I'm working through example 1.4 on page 3 of http://people.maths.ox.ac.uk/xu/Martingale_convergence.pdf
I'm having trouble showing that $X_n = 2^n 1_{[0,1/2^n)}$ is a martingale. I'm not sure why my constants are wrong.
So $E[X_{n+1}| {\cal{F}}_n] = 2^{n+1}E[1_{[0,1/2^{n+1})}|{\cal{F}}_n]$
and now $1_{[0,1/2^{n+1})} = 1_{[0,1/2^n)}1_{[1/2^{n+1},1/2^n)^c}$.
By using the properties of conditional expectation, I only have to evaluate $E[1_{[1/2^{n+1},1/2^n)^c} | {\cal{F}}_n] = E[1_{[1/2^{n+1},1/2^n)^c}] = 1-\frac{1}{2^{n+1}}$.
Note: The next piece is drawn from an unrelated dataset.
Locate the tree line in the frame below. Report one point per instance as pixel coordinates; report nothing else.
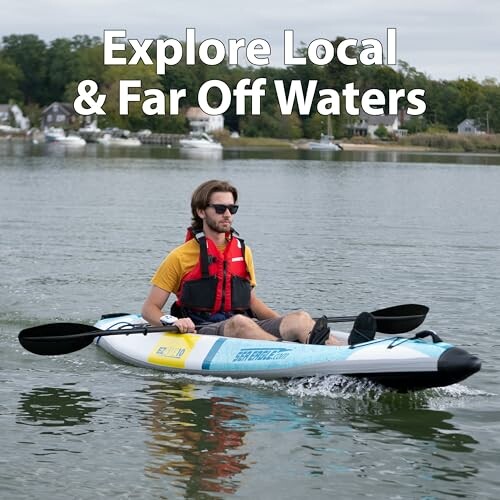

But my constants are now messed up. Any idea where I went wrong?
I dont really see what you're trying to do, but it really helps to draw a picture of which sets are in $\mathcal{F_n}$.
Then you can see: \begin{eqnarray}\mathbb{E}[X_n|\mathcal{F_{n-1}}]\\ =\mathbb{E}[2^n \mathbb{1}_{[0,\frac{1}{2^n})}|\mathcal{F_{n-1}}]\\ =2^n\mathbb{E}[ \mathbb{1}_{[0,\frac{1}{2^n})}|\mathcal{F_{n-1}}]\\ (1) =\frac{1}{2} 2^n\mathbb{E}[ \mathbb{1}_{[0,\frac{1}{2^{n-1}})}|\mathcal{F_{n-1}}]\\ (2) =2^{n-1} \mathbb{1}_{[0,\frac{1}{2^{n-1}})}\\ =X_{n-1} \end{eqnarray}
Where by $(1)$ we used that $\frac{1}{2} \mathbb{E}[ \mathbb{1}_{[0,\frac{1}{2^{n-1}})}]= \mathbb{E}[ \mathbb{1}_{[0,\frac{1}{2^{n}})}]$, on all sets in $\mathcal{F_{n-1}}$ (draw a picture to see that there is only one non-zero). And by $(2)$ we used the measurability of $\mathbb{1}_{[0,\frac{1}{2^{n-1}})}$ in $\mathcal{F_{n-1}}$.